Robert Burch Willis was born in Adams, New York in 1834 to Willet R. Willis, a wool merchant. Starting his career as a machinist, at age 19 R.B. commenced his westward journey, traveling to Illinois for a few months before continuing on to Iowa where he was employed as a messenger for the U.S. Express Company. From here he moved around Missouri and Kansas, now with the Adams Express Company, and established routes until 1858 when gold fever struck and he relocated to the “Montana” settlement near Denver. Having little success he went to Central City in 1859, then to Colorado City, now Colorado Springs, where he put down roots long enough to establish a mercantile business.
In 1861, when Colorado was organized as a territory, R.B. represented his town in the territorial council. He had befriended La Veta’s own Colonel John M. Francisco, also a member of the first legislature, and between them they lobbied for the territorial capital to be located in Colorado City, which it was.
About 1864 R.B. first visited Francisco at his plaza along the Cucharas River. Here he made the acquaintance of the Colonel’s sister, Mary Murray Francisco, who was visiting from the Kansas City, Missouri vicinity.
R.B. moved permanently to La Veta in 1866. The following year, on March 17, he married Murray Francisco, possibly in Pueblo or Colorado Springs, because it wasn’t in Huerfano County. Murray was born in 1829 so was five years older than R.B. They had two daughters but one died as an infant and was buried on the Willis ranch south of La Veta. The surviving daughter, Mary, known as Mamie, was born in 1869 and married Dr. A.W. Morton in 1894, also not in Huerfano County! The couple moved on to San Francisco, California at an early date, before 1900. They had at least one daughter, born in July 1900.
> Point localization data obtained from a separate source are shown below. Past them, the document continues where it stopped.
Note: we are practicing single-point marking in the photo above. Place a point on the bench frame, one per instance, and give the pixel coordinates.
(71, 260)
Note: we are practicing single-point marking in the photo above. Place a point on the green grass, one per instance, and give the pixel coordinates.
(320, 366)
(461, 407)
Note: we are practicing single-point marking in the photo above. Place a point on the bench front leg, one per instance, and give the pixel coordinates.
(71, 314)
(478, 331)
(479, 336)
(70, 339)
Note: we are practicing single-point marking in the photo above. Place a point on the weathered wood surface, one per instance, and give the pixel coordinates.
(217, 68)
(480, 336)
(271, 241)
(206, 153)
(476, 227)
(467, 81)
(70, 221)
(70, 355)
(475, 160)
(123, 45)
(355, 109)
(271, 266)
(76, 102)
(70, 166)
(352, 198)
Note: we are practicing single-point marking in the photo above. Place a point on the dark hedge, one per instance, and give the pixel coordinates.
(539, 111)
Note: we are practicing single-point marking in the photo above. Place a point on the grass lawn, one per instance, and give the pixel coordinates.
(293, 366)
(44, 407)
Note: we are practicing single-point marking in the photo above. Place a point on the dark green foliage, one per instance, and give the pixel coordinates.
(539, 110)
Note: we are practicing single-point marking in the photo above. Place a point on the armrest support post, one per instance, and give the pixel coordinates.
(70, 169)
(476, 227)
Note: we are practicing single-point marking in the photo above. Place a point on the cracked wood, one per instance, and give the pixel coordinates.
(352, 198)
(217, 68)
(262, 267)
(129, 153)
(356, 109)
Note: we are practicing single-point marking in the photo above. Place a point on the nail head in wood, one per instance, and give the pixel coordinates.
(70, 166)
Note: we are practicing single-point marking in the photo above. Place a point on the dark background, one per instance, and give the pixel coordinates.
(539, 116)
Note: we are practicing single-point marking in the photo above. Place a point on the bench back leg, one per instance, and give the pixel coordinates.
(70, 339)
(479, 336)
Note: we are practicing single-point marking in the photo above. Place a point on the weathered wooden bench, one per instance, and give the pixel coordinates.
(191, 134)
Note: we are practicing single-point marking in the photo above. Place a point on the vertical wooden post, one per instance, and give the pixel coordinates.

In 1871 R.B. bought a tract of land from Francisco and went into sheep raising. He must have known a thing or two about sheep because of his father’s occupation, and he spent the next 15 years as a sheep grower. In 1886 he sold out the sheep and turned to cattle raising. R.B. knew enough about sheep to move his herds to the eastern plains during the winter months, and possibly through shearing time. In 1880, for instance, he sent a flock of 1,000 to Kansas.
As an only child, Mamie may have been a bit pampered. In 1881 she received from her father a piano for Christmas – she would have been a mere 12 at the time.
1893 was not a good year for R.B. On January 10, Murray died of pneumonia. Less than two weeks later, his ranch house burned down. He threw in the towel and moved to California. He died there in July 1900. Mamie did not last much longer, dying in 1905. In his 66 years, R.B. had covered the country practically from one coast to the other, from New York to California.
Robert Burch and Mary Murray Francisco Willis are buried in the La Veta Cemetery. The family was not related to the later Harry Willis family of La Veta, but R.B.’s younger brother Willet Ranney Willis Jr. played an important part in the development of La Veta.
W.R. and his wife Frances moved to La Veta from New York with five children in 1872. In 1876, with the Denver and Rio Grande Railroad building to Francisco Plaza, W.R. was involved with the La Veta Town Company to sell lots. When the town company went bankrupt, W.R. was named receiver. W.R. owned several houses in town, one of which burned down in 1899, on west Francisco Street, and had another in McComb Addition. He also owned what became known as the Galassini place on the road to Cuchara.
After arriving in town, W.R. and Frances had two more children. These siblings were Edward J., Frank G., Stanley J., Kate E., Rosa Belle (called Belle), Anna F., and Willet R. Several of the daughters became school teachers in town. All the children left the area, settling from Kansas west to California, but returned occasionally for family reunions and to check on childhood pals.
W.R. was elected county commissioner in 1894, and was chairman of the board. The family moved to Colorado Springs about 1901.
W.R. died in March 1902, within a month of his old compadres Colonel Francisco and Henry Daigre. His widow inherited the lots left unsold in the La Veta Town and Improvement Company, formed and enlarged by Willis and associates from the defunct La Veta Town Company. It is a rare and unusual real estate abstract that does not carry one of their names as the original sellers.